Le secteur pharmaceutique libanais est l’un des plus vitaux du pays, touchant directement la vie des citoyens, en particulier dans le contexte des crises économiques et financières qui secouent le Liban depuis 2019. Malgré la capacité du pays à produire près de 70 % de ses besoins pharmaceutiques locaux durant l’effondrement économique — selon le président de l’Ordre des pharmaciens, Joe Salloum — ce potentiel est resté largement inexploité en raison de l’absence de politiques gouvernementales de soutien.

Les usines pharmaceutiques libanaises, qui ont réussi à résister à la chute de la monnaie et au manque d’appui officiel, continuent de souffrir d’un déficit d’incitations fiscales, de soutien à l’investissement et de facilités à l’exportation. Cette absence de vision prive le Liban de l’opportunité de devenir un centre régional de fabrication et d’exportation de médicaments.

Le défi des médicaments contrefaits et de la contrebande

Parallèlement au manque de soutien de l’État à la production locale, le Liban fait face à une menace sérieuse : la prolifération de médicaments contrefaits et introduits en contrebande. Ce phénomène ne mine pas seulement le secteur de la santé, mais met aussi des vies en danger.

Salloum souligne que le marché libanais a déjà connu la circulation de médicaments de qualité médiocre. De plus, certains médicaments subventionnés ont été acheminés clandestinement hors du pays, réduisant leur disponibilité pour les citoyens à des prix abordables. Aujourd’hui, les réseaux sociaux promeuvent ouvertement des « paniers » de médicaments non homologués, vendus sans aucun contrôle ni garantie de qualité ou de sécurité.

Le problème est aggravé par la faiblesse des contrôles aux frontières et dans les ports, ce qui permet l’entrée de grandes quantités de produits de contrebande, inondant le marché et sapant la confiance dans les médicaments locaux comme importés.

Mesures préventives et législatives

Parmi les initiatives phares actuellement portées par l’Ordre des pharmaciens figure la mise en place d’un système de « code-barres ». Celui-ci permettrait aux patients de vérifier la provenance et la qualité des médicaments avant de les consommer, représentant ainsi un pas majeur dans la régulation du marché et la protection des consommateurs.

Par ailleurs, les décrets d’application relatifs à la création de l’Agence nationale du médicament devraient voir le jour prochainement.

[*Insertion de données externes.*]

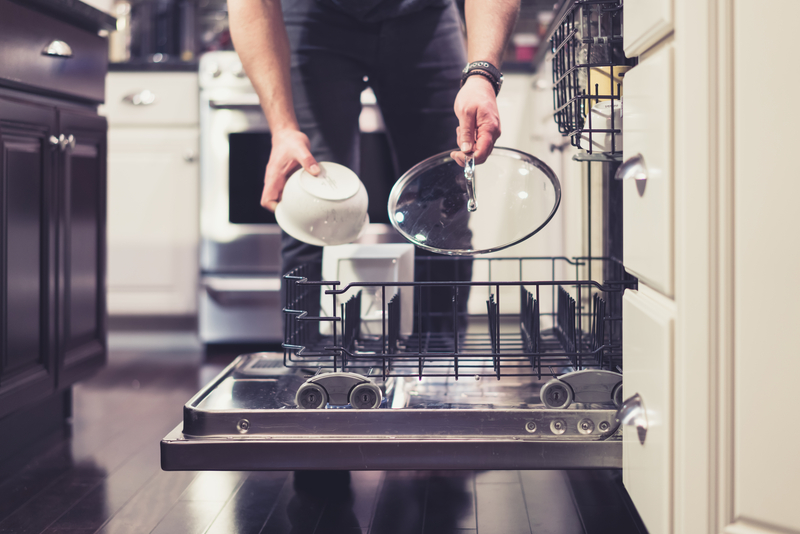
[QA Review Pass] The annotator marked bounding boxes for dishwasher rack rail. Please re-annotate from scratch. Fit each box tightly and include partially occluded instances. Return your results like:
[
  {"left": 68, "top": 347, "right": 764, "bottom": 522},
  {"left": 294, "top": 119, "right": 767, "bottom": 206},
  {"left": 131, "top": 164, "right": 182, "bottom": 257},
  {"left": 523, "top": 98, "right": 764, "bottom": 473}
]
[{"left": 283, "top": 256, "right": 636, "bottom": 381}]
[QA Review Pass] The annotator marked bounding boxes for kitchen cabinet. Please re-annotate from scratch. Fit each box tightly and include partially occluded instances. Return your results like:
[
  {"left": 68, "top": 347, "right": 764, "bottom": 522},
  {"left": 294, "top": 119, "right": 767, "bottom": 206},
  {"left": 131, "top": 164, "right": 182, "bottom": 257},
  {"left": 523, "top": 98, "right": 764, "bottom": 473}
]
[
  {"left": 623, "top": 0, "right": 800, "bottom": 534},
  {"left": 622, "top": 45, "right": 674, "bottom": 296},
  {"left": 0, "top": 0, "right": 114, "bottom": 473},
  {"left": 622, "top": 0, "right": 674, "bottom": 57},
  {"left": 0, "top": 91, "right": 58, "bottom": 417},
  {"left": 59, "top": 110, "right": 107, "bottom": 390},
  {"left": 0, "top": 93, "right": 106, "bottom": 417},
  {"left": 105, "top": 72, "right": 199, "bottom": 315}
]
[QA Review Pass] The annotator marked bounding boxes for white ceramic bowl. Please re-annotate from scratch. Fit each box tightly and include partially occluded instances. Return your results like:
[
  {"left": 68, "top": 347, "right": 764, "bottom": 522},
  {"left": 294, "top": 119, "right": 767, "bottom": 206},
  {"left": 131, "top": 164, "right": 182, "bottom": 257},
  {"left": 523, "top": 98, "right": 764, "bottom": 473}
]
[{"left": 275, "top": 162, "right": 369, "bottom": 247}]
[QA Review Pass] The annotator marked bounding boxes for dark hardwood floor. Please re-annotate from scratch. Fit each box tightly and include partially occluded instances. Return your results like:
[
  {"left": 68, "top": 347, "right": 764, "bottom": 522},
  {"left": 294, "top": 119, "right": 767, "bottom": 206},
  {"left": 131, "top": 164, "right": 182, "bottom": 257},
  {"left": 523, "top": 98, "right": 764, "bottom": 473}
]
[{"left": 0, "top": 332, "right": 644, "bottom": 534}]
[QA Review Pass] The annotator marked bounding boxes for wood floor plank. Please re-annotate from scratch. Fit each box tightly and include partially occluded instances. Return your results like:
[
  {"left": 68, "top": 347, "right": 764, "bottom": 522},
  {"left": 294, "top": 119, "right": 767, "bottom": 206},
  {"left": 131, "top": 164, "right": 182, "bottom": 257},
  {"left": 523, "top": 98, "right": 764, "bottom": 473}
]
[
  {"left": 475, "top": 481, "right": 531, "bottom": 534},
  {"left": 45, "top": 447, "right": 160, "bottom": 533},
  {"left": 152, "top": 501, "right": 225, "bottom": 534},
  {"left": 207, "top": 472, "right": 289, "bottom": 534},
  {"left": 423, "top": 471, "right": 478, "bottom": 534},
  {"left": 98, "top": 471, "right": 197, "bottom": 534},
  {"left": 0, "top": 469, "right": 103, "bottom": 534},
  {"left": 520, "top": 471, "right": 584, "bottom": 534},
  {"left": 370, "top": 471, "right": 430, "bottom": 534},
  {"left": 181, "top": 471, "right": 249, "bottom": 503},
  {"left": 0, "top": 442, "right": 73, "bottom": 522},
  {"left": 566, "top": 470, "right": 644, "bottom": 534},
  {"left": 315, "top": 471, "right": 384, "bottom": 534},
  {"left": 261, "top": 475, "right": 328, "bottom": 534}
]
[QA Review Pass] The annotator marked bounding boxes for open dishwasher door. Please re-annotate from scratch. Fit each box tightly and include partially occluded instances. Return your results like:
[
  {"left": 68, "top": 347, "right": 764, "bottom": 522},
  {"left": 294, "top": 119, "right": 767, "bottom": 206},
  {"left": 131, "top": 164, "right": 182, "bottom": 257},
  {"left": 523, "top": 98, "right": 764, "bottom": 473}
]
[
  {"left": 161, "top": 353, "right": 622, "bottom": 471},
  {"left": 161, "top": 258, "right": 635, "bottom": 471}
]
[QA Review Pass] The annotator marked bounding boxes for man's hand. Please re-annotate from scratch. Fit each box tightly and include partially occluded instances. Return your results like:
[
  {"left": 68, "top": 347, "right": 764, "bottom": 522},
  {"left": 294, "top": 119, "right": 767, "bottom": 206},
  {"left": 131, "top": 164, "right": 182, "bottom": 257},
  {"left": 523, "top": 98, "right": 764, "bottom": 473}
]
[
  {"left": 261, "top": 130, "right": 320, "bottom": 211},
  {"left": 450, "top": 74, "right": 500, "bottom": 167}
]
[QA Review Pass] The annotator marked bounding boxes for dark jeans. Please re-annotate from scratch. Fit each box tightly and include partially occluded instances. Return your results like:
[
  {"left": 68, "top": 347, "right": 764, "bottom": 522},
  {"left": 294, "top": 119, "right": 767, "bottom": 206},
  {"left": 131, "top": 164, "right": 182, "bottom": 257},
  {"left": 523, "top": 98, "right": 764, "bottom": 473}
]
[{"left": 281, "top": 0, "right": 468, "bottom": 330}]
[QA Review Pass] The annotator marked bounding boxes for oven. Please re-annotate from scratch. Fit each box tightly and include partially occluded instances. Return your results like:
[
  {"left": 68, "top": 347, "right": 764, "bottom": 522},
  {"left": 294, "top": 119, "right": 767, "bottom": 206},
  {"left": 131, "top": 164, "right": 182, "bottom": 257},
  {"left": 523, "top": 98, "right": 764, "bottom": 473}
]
[{"left": 198, "top": 51, "right": 399, "bottom": 345}]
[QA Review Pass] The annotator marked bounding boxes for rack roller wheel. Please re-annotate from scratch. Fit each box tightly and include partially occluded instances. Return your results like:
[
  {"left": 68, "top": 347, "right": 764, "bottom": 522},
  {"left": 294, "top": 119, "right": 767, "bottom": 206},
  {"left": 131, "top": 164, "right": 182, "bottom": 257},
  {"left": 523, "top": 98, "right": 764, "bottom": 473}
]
[
  {"left": 294, "top": 382, "right": 328, "bottom": 410},
  {"left": 539, "top": 379, "right": 573, "bottom": 409},
  {"left": 350, "top": 382, "right": 383, "bottom": 410}
]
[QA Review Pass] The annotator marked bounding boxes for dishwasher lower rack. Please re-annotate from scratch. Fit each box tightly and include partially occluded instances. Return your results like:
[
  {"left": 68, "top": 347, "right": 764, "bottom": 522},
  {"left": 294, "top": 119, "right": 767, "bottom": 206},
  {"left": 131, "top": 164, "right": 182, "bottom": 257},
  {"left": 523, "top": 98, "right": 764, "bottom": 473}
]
[
  {"left": 283, "top": 256, "right": 636, "bottom": 380},
  {"left": 161, "top": 258, "right": 635, "bottom": 470}
]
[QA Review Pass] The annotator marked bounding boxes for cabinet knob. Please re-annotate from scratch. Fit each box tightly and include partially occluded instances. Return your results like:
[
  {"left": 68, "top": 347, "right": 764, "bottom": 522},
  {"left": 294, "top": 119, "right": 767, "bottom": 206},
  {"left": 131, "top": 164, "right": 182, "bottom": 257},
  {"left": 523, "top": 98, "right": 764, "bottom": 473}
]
[
  {"left": 58, "top": 134, "right": 75, "bottom": 152},
  {"left": 614, "top": 154, "right": 647, "bottom": 180},
  {"left": 122, "top": 89, "right": 156, "bottom": 106},
  {"left": 614, "top": 154, "right": 648, "bottom": 197},
  {"left": 42, "top": 39, "right": 72, "bottom": 57},
  {"left": 616, "top": 393, "right": 647, "bottom": 445}
]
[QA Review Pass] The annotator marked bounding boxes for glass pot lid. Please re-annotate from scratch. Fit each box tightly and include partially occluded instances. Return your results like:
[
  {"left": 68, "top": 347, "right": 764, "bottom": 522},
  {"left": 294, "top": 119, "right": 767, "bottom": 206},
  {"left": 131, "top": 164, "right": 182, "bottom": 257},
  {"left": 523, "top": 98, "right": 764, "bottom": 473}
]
[{"left": 388, "top": 147, "right": 561, "bottom": 256}]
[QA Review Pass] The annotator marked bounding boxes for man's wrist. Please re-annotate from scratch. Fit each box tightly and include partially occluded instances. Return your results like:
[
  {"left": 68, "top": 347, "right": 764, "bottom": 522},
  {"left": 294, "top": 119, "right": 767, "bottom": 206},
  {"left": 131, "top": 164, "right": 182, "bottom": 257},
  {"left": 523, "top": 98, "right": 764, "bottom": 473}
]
[
  {"left": 461, "top": 61, "right": 503, "bottom": 95},
  {"left": 461, "top": 71, "right": 495, "bottom": 93}
]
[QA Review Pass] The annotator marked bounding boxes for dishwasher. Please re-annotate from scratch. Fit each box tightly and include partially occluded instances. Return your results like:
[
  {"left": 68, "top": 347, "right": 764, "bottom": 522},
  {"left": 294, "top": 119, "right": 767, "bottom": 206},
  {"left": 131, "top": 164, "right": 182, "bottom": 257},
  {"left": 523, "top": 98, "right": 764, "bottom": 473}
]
[{"left": 161, "top": 0, "right": 637, "bottom": 471}]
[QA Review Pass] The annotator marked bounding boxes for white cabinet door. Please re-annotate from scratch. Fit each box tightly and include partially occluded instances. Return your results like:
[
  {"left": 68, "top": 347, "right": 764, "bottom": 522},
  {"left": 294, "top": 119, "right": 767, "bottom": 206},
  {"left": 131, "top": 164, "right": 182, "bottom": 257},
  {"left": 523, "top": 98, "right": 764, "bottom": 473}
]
[
  {"left": 622, "top": 45, "right": 674, "bottom": 296},
  {"left": 726, "top": 0, "right": 800, "bottom": 533},
  {"left": 108, "top": 127, "right": 199, "bottom": 315},
  {"left": 622, "top": 0, "right": 673, "bottom": 58},
  {"left": 622, "top": 284, "right": 675, "bottom": 534},
  {"left": 103, "top": 72, "right": 200, "bottom": 129}
]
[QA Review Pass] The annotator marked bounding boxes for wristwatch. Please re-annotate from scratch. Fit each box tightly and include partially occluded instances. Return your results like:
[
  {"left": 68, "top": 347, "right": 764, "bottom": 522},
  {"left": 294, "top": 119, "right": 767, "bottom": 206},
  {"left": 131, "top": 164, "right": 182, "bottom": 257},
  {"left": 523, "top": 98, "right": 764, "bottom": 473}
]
[{"left": 461, "top": 61, "right": 503, "bottom": 95}]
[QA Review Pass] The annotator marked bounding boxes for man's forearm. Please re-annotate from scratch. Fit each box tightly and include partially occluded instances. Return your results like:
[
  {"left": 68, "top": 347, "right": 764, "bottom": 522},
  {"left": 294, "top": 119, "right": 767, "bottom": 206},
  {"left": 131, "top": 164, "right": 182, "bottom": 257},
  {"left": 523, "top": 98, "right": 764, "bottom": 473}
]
[
  {"left": 228, "top": 0, "right": 298, "bottom": 134},
  {"left": 464, "top": 0, "right": 520, "bottom": 68}
]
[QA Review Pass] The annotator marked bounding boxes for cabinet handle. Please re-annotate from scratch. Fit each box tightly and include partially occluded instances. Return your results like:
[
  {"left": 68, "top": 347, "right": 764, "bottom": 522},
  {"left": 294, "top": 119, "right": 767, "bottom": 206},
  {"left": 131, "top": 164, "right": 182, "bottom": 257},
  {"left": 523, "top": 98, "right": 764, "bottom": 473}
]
[
  {"left": 59, "top": 134, "right": 75, "bottom": 152},
  {"left": 614, "top": 154, "right": 647, "bottom": 180},
  {"left": 616, "top": 393, "right": 647, "bottom": 445},
  {"left": 122, "top": 89, "right": 156, "bottom": 106},
  {"left": 42, "top": 39, "right": 72, "bottom": 57}
]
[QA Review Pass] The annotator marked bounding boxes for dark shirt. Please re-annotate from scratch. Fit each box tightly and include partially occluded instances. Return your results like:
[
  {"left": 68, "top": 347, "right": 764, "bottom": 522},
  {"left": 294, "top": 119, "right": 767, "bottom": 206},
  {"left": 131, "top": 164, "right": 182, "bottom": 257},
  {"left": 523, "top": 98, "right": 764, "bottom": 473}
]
[{"left": 317, "top": 0, "right": 452, "bottom": 22}]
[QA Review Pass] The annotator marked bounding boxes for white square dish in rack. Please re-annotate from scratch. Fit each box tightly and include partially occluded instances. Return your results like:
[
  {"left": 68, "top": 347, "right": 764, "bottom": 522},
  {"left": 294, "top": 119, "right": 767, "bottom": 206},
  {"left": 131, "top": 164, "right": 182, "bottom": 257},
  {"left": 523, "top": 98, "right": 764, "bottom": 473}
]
[{"left": 320, "top": 243, "right": 414, "bottom": 336}]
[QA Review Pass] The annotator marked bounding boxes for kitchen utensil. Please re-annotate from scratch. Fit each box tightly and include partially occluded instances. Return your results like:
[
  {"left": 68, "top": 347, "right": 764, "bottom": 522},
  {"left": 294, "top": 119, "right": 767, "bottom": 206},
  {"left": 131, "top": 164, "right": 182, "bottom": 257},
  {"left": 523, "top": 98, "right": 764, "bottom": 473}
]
[
  {"left": 388, "top": 147, "right": 561, "bottom": 256},
  {"left": 275, "top": 162, "right": 369, "bottom": 246}
]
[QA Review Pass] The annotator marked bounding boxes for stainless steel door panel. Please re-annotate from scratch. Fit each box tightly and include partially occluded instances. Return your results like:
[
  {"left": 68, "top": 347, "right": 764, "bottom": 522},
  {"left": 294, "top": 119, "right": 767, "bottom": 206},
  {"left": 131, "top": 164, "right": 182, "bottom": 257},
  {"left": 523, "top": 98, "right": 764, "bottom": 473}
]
[
  {"left": 200, "top": 234, "right": 281, "bottom": 274},
  {"left": 161, "top": 425, "right": 622, "bottom": 471},
  {"left": 198, "top": 276, "right": 283, "bottom": 343},
  {"left": 161, "top": 353, "right": 622, "bottom": 470}
]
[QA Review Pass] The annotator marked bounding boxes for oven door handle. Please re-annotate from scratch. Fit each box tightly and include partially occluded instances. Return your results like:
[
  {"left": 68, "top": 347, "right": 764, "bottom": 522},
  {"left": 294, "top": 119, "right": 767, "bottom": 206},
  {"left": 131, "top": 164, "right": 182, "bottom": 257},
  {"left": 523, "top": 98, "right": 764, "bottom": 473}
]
[
  {"left": 203, "top": 276, "right": 281, "bottom": 294},
  {"left": 208, "top": 94, "right": 261, "bottom": 109}
]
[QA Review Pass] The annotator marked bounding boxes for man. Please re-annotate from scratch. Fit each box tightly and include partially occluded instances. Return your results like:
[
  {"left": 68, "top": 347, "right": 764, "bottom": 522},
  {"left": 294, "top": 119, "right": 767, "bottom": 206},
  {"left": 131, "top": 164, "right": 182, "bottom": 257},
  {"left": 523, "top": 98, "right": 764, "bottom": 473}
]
[{"left": 228, "top": 0, "right": 519, "bottom": 322}]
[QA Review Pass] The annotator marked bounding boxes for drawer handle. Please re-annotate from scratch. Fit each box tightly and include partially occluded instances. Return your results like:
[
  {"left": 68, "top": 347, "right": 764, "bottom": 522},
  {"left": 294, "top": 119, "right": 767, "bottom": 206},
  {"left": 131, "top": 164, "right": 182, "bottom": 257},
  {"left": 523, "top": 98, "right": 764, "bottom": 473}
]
[
  {"left": 122, "top": 89, "right": 156, "bottom": 106},
  {"left": 42, "top": 39, "right": 72, "bottom": 57},
  {"left": 614, "top": 154, "right": 647, "bottom": 180},
  {"left": 614, "top": 154, "right": 647, "bottom": 197},
  {"left": 616, "top": 393, "right": 647, "bottom": 445},
  {"left": 57, "top": 134, "right": 75, "bottom": 152}
]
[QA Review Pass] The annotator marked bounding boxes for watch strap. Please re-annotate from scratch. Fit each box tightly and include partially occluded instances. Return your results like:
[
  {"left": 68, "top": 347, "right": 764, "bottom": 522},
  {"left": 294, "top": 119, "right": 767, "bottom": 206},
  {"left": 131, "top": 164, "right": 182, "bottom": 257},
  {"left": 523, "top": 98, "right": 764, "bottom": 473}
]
[{"left": 461, "top": 61, "right": 503, "bottom": 95}]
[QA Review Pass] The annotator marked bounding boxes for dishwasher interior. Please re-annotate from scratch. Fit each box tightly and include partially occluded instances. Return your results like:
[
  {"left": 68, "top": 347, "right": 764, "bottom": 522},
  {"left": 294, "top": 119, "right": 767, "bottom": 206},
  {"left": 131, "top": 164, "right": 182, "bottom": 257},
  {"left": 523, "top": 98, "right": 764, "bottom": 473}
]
[{"left": 161, "top": 0, "right": 637, "bottom": 470}]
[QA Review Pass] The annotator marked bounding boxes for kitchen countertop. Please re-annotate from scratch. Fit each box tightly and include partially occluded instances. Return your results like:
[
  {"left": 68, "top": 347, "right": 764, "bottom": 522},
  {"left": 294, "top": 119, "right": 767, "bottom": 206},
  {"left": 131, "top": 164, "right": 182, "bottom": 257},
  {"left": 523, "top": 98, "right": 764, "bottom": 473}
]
[
  {"left": 108, "top": 61, "right": 199, "bottom": 72},
  {"left": 11, "top": 0, "right": 116, "bottom": 31}
]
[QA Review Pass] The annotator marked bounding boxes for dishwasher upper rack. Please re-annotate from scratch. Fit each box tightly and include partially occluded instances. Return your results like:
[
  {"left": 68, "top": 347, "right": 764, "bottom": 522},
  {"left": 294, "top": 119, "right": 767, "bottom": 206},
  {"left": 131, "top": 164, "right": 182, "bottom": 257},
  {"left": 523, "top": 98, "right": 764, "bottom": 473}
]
[
  {"left": 283, "top": 256, "right": 637, "bottom": 380},
  {"left": 549, "top": 0, "right": 635, "bottom": 161}
]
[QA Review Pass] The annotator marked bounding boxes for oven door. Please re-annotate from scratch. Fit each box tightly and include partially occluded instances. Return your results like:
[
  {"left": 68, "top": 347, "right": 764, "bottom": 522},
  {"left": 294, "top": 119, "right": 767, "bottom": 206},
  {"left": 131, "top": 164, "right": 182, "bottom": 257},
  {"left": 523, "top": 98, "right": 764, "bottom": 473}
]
[{"left": 200, "top": 88, "right": 280, "bottom": 275}]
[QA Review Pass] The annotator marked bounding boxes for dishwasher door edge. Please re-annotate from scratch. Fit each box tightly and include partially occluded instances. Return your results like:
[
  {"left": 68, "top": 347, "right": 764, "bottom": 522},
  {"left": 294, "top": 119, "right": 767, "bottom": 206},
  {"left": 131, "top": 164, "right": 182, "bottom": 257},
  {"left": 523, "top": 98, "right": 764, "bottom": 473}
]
[{"left": 161, "top": 423, "right": 622, "bottom": 471}]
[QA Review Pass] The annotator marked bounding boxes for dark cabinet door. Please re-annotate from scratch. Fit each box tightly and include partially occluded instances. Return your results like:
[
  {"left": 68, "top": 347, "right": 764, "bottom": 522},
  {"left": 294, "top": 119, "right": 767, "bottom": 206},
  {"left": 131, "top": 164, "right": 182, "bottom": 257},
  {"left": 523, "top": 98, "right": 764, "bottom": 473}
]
[
  {"left": 0, "top": 92, "right": 58, "bottom": 417},
  {"left": 58, "top": 110, "right": 107, "bottom": 387}
]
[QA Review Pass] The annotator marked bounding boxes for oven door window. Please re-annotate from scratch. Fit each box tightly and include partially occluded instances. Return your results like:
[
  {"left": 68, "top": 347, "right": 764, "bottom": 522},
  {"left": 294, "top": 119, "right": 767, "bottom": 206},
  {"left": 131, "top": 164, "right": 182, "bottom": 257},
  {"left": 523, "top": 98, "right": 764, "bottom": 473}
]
[{"left": 228, "top": 132, "right": 276, "bottom": 224}]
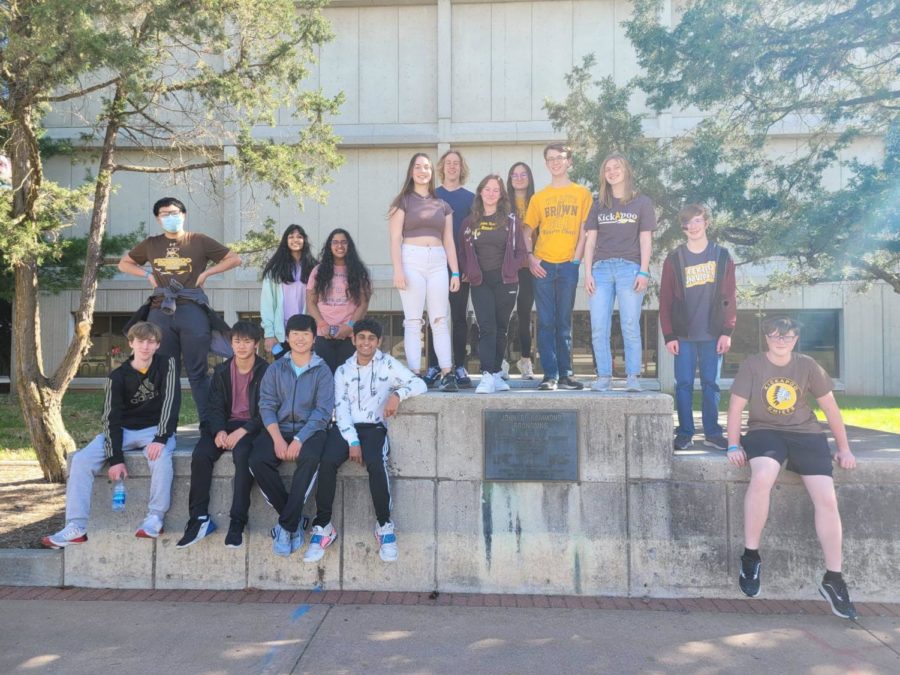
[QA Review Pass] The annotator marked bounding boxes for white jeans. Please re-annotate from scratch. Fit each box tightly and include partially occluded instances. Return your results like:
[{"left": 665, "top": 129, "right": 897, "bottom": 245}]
[
  {"left": 400, "top": 244, "right": 453, "bottom": 372},
  {"left": 66, "top": 427, "right": 175, "bottom": 528}
]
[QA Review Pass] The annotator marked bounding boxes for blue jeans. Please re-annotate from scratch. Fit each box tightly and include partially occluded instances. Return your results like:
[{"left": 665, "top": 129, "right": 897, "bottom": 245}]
[
  {"left": 534, "top": 261, "right": 578, "bottom": 380},
  {"left": 675, "top": 340, "right": 722, "bottom": 438},
  {"left": 588, "top": 258, "right": 644, "bottom": 377}
]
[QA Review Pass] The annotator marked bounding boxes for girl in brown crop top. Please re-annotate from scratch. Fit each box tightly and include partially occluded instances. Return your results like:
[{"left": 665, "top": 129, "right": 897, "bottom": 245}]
[{"left": 388, "top": 152, "right": 459, "bottom": 391}]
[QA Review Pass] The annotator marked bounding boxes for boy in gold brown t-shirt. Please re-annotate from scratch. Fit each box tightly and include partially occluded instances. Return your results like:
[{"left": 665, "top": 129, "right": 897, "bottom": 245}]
[{"left": 728, "top": 317, "right": 856, "bottom": 619}]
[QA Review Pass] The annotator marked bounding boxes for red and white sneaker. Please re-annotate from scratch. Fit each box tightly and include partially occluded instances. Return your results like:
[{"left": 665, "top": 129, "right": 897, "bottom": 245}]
[
  {"left": 303, "top": 523, "right": 337, "bottom": 562},
  {"left": 41, "top": 523, "right": 87, "bottom": 548},
  {"left": 134, "top": 513, "right": 165, "bottom": 539}
]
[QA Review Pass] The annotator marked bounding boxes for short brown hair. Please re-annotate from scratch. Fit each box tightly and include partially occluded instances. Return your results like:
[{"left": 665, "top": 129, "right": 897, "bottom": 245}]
[
  {"left": 544, "top": 143, "right": 572, "bottom": 159},
  {"left": 437, "top": 149, "right": 469, "bottom": 185},
  {"left": 126, "top": 321, "right": 162, "bottom": 342}
]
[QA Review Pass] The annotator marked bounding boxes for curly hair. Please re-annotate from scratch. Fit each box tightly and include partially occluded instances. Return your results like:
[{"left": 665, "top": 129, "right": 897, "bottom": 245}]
[
  {"left": 314, "top": 227, "right": 372, "bottom": 304},
  {"left": 263, "top": 225, "right": 316, "bottom": 284}
]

Ils ouvriraient la voie à un cadre institutionnel organisé pour superviser le secteur et mettre fin au chaos qui y règne.

Comment protéger et renforcer le secteur ?

L’expert en politiques de santé, le Dr Marwan Abdallah, a déclaré à Al Safa News que l’industrie pharmaceutique libanaise se trouve à la croisée des chemins :

1- À court terme, il est nécessaire de renforcer les contrôles aux frontières et dans les ports, de poursuivre les « commerçants de valises » et les vendeurs illégaux en ligne, et d’imposer des sanctions sévères à toute personne impliquée dans l’introduction ou la distribution de médicaments contrefaits ou de contrebande.

2- À moyen terme, l’activation rapide de l’Agence nationale du médicament est indispensable, avec l’octroi de pleins pouvoirs pour superviser l’enregistrement, l’importation et la distribution des médicaments, garantissant ainsi sécurité et qualité.

3- À long terme, le Liban doit lancer un plan national de soutien à l’industrie pharmaceutique locale en :

- offrant des incitations fiscales et douanières ;

- soutenant l’exportation et l’ouverture de marchés étrangers ;

- encourageant les partenariats avec des laboratoires pharmaceutiques mondiaux ;

- investissant dans la recherche scientifique pour développer de nouveaux médicaments.

L’expert insiste : investir dans le secteur pharmaceutique n’est pas un luxe, mais une nécessité stratégique pour garantir la sécurité sanitaire et économique du Liban, tout en le positionnant parmi les pays capables de produire et d’exporter des médicaments de haute qualité.

Un miroir des crises libanaises

En définitive, le secteur pharmaceutique reflète les crises plus larges du Liban : les capacités existent, mais les politiques manquent. Alors que les médicaments contrefaits et de contrebande continuent de se répandre, la réforme devient plus qu’une obligation morale ou sanitaire : c’est une condition essentielle pour protéger des vies et restaurer la confiance dans le système de santé.

L’État est aujourd’hui face à un choix crucial : soit investir dans ce secteur et le transformer en levier économique et sanitaire, soit l’abandonner aux griffes du chaos, de la corruption et de la contrebande.